Sia ringraziato il cielo che grava su quest’estate, fatta di varianti assassine e rincari malandrini. Una manciata di ore fa l’OPEC, l’organizzazione che riunisce i Paesi esportatori e petrolio, e l’OPEC+, l’alleanza formale che mette insieme quelli che non ne fanno parte, hanno finalmente raggiunto un accordo che potrebbe portare ad un calo del prezzo dei carburanti.
Ore di consulti, sotto lo sguardo accigliato del principe Abdul Aziz Bin Salman, ministro per l’energia saudita, per confermare l’aumento della produzione globale di greggio fino a 400mila barili al giorno per il periodo compreso fra il primo agosto e il 30 settembre. L’obiettivo dichiarato, per loro che sono abituati a spremere un mondo ancora assetato di petrolio, è di “contribuire alla ripresa economica mondiale dopo la fase più acuta della pandemia”.
Un accordo che arriva dopo l’ostinatezza degli Emirati Arabi, che giudicando la propria quota troppo bassa hanno chiesto e ottenuto di passare da 3,2 a 3,5 milioni di barili al giorno. Stessa misura per Arabia Saudita, Russia, Iraq e Kuwait: la produzione delle prime due sale da 11 milioni di barili a 11,5, mentre a Iraq e Kuwait sono concessi 150mila barili in più al giorno, fino a raggiungere i 4,8 per i primi, e 3 per i secondi.

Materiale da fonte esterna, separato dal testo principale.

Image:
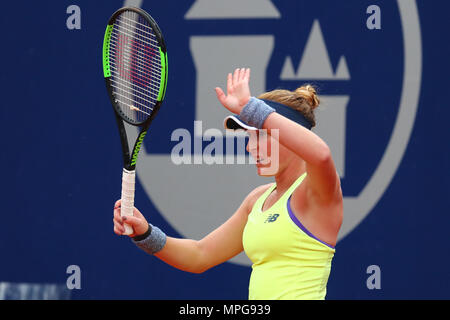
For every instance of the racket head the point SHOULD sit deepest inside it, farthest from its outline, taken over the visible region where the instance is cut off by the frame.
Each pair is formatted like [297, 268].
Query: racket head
[134, 65]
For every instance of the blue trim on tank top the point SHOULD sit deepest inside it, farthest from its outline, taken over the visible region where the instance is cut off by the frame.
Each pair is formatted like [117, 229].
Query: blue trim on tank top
[301, 226]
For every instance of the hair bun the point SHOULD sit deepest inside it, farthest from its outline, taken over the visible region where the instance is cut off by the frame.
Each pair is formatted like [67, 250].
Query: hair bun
[308, 92]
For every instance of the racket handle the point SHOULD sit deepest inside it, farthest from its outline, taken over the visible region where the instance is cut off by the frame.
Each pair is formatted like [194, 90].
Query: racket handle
[127, 206]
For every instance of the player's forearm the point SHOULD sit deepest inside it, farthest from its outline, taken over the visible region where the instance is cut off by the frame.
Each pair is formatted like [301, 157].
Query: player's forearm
[183, 254]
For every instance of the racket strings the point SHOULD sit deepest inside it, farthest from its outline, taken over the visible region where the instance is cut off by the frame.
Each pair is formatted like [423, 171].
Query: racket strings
[135, 66]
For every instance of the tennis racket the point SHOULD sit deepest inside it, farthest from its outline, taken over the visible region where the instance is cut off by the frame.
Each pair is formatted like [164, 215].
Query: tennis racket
[135, 71]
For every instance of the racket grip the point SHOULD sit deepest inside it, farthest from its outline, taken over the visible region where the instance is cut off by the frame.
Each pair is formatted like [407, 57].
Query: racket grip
[127, 206]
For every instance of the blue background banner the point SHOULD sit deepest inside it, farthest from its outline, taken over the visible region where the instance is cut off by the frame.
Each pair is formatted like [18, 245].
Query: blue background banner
[61, 153]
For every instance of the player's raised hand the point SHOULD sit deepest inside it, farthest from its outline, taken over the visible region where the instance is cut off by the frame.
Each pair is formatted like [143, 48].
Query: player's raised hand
[238, 91]
[137, 221]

Un taglio della produzione pari a 10miloni di barili era stato deciso durante i mesi del lockdown, con il crollo dei consumi, e gradualmente allentato nei mesi successivi. Per tornare ai livelli pre-crisi mancano all’appello altri 5,8 milioni di barili quotidiani, che dovrebbero arrivare entro la fine del prossimo anno.
La prossima riunione ministeriale dei produttori è stata fissata per il primo settembre, mentre a dicembre sarà valutato lo sviluppo del mercato e le prestazioni di ogni singolo partecipante.